Multi-head attention: cheatsheet

The one idea that matters

input  →  split into h heads  →  run h attentions  →  concat  →  W_O  →  output
                       (each head at d_k = d_model / h)

Real transformer attention is multi-head. h heads run in parallel; outputs concatenate and project. The single-head story from the attention lesson was the simplification.

One head versus many heads

	One head	Many heads (`h`)
Weightings produced per token	1	`h`
Captures simultaneous structures (syntactic, coreference, positional, semantic)	One at a time	Up to `h` at once
`Q, K, V` dimension	`d_model`	`d_k = d_model / h` per head
Combined output	One vector	Concat of `h` vectors, then `W_O`

Dimension flow (running example: `d_model = 768`, `h = 12`)

Stage	Shape
Input embedding	768
Per head Q, K, V	64 each
Per head attention output	64
Concatenated (12 × 64)	768
After `W_O`	768

Shape in equals shape out. That is what lets transformers stack many such layers.

Key formulas

d_k = d_model / h

head_i = Attention(X · W_Q^i,  X · W_K^i,  X · W_V^i)

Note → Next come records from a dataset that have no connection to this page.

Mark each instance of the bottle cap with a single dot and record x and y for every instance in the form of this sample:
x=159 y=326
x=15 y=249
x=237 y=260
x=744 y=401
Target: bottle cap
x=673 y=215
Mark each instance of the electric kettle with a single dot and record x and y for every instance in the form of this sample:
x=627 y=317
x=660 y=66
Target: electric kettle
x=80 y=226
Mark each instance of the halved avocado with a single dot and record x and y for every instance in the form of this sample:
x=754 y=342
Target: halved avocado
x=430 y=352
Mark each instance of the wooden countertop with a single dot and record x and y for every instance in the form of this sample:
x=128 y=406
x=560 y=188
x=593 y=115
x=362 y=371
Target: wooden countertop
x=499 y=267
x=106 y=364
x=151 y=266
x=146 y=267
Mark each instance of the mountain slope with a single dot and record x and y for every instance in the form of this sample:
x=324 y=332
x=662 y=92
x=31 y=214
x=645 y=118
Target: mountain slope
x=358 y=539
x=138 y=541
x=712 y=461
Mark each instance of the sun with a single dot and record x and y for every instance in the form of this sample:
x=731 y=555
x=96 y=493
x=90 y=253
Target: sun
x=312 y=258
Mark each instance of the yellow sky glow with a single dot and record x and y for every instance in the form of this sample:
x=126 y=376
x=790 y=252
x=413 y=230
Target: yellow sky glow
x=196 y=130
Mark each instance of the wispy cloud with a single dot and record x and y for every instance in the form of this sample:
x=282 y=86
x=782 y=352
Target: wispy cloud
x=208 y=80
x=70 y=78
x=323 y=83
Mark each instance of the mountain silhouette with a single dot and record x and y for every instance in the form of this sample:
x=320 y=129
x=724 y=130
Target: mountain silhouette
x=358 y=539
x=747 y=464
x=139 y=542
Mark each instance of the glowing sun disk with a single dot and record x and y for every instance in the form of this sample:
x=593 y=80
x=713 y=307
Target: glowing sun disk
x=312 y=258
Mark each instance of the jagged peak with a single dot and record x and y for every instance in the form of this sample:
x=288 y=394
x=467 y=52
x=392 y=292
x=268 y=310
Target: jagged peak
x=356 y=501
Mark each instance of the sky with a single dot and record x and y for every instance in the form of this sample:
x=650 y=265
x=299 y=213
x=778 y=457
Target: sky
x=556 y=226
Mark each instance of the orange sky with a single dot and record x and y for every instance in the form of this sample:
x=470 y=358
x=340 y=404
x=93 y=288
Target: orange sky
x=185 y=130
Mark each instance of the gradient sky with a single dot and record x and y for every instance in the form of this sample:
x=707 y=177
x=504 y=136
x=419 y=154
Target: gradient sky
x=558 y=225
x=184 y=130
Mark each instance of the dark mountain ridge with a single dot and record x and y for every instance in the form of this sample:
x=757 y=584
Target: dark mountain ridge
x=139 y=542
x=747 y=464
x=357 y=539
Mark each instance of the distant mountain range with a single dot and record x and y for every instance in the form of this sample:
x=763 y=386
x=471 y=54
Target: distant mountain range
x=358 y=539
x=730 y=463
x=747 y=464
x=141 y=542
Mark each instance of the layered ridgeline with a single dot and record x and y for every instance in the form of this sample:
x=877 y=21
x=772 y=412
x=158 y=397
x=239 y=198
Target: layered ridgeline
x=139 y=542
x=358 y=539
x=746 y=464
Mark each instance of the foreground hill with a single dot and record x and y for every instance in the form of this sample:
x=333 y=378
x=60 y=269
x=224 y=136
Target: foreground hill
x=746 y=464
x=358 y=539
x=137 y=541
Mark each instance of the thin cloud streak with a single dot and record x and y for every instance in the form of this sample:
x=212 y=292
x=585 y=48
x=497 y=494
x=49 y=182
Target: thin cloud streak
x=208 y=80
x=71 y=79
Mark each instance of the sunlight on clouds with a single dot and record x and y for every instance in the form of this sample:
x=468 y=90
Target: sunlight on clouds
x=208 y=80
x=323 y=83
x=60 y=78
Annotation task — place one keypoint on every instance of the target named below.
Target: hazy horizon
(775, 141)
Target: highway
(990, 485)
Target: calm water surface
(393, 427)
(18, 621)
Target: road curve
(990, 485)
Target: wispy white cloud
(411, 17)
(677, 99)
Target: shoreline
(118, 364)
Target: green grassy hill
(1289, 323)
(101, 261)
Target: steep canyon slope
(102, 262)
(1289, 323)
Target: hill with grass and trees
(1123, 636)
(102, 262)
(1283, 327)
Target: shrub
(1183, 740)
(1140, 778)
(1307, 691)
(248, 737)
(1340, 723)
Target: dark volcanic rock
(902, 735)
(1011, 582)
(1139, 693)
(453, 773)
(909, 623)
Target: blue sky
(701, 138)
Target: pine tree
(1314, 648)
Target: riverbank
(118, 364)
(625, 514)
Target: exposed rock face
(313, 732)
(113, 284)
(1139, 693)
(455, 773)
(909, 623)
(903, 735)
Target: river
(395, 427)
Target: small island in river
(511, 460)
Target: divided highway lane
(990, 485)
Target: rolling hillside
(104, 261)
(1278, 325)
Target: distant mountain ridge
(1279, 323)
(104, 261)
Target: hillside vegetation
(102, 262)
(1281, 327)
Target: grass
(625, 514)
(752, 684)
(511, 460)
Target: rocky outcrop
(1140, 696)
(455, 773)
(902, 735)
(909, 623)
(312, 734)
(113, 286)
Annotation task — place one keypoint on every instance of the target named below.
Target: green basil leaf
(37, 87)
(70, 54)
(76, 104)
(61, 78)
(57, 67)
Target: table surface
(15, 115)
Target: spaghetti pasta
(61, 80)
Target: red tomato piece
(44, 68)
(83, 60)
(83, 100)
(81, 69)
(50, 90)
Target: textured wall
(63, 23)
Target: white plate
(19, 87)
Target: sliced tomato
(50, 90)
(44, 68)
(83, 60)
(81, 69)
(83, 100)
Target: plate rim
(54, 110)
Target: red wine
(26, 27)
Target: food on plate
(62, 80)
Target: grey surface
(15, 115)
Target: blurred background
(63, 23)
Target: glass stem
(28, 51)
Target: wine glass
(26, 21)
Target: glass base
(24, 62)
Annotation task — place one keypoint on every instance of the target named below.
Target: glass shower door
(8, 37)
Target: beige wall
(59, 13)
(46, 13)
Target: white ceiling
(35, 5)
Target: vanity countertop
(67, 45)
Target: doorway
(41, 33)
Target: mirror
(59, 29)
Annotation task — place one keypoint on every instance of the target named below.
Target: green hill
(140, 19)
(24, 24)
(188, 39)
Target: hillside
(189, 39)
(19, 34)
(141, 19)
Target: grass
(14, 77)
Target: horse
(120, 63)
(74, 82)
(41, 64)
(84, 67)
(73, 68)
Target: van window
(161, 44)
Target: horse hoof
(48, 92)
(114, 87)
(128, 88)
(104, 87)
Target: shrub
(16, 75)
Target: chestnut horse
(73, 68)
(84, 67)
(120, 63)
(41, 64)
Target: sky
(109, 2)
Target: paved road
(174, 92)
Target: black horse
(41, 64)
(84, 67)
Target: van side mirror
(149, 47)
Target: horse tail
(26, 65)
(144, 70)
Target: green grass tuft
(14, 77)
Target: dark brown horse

MultiHead(X) = Concat(head_1, ..., head_h) · W_O

Why this matters in production

Term in a model card	What it means	Why you care
`num_attention_heads`	`h`, the number of parallel attention heads per layer	Sets representational capacity per layer
`hidden_size` (or `d_model`, `n_embd`)	The main embedding dimension	Combined with `h`, gives `d_k`
`num_key_value_heads`	If smaller than `num_attention_heads`, K and V are shared across heads (MQA or GQA)	Inference-cost optimization; keys and values are shared, queries are not

Pitfalls to dodge

Pitfall	Reality
Heads equal layers	Heads run in parallel inside one layer; layers stack vertically. 12 layers × 12 heads = 144 attention computations per forward pass.
Each head is human-interpretable	Some are; most are not. Treat heads as structural mechanism, not as named lenses.
More heads is always better	`d_k` shrinks as `h` grows. Past a point, each head has too little to work with.
Multi-head only applies to self-attention	Works equally for self-attention and cross-attention. The trick is orthogonal to the self-versus-cross distinction.
Multi-head is mixture of experts	Multi-head varies the attention; MoE varies the feed-forward network. Different mechanisms, different parts of the layer.

Glossary

Head: one independent attention computation, with its own W_Q, W_K, W_V.
h: the number of heads in an attention layer. Practical models typically cluster at 8 to 32.
d_model: the main embedding dimension carried into and out of the layer.
d_k: the per-head dimension; d_k = d_model / h.
W_O: the final output projection that mixes head outputs into the layer’s overall output.
MultiHead(X): the operation as a whole; Concat(head_1, ..., head_h) · W_O.
MQA / GQA: multi-query and grouped-query attention; share keys and values across heads (or groups of heads) to cut inference cost.

One head asks one question.
Many heads ask many, all at once.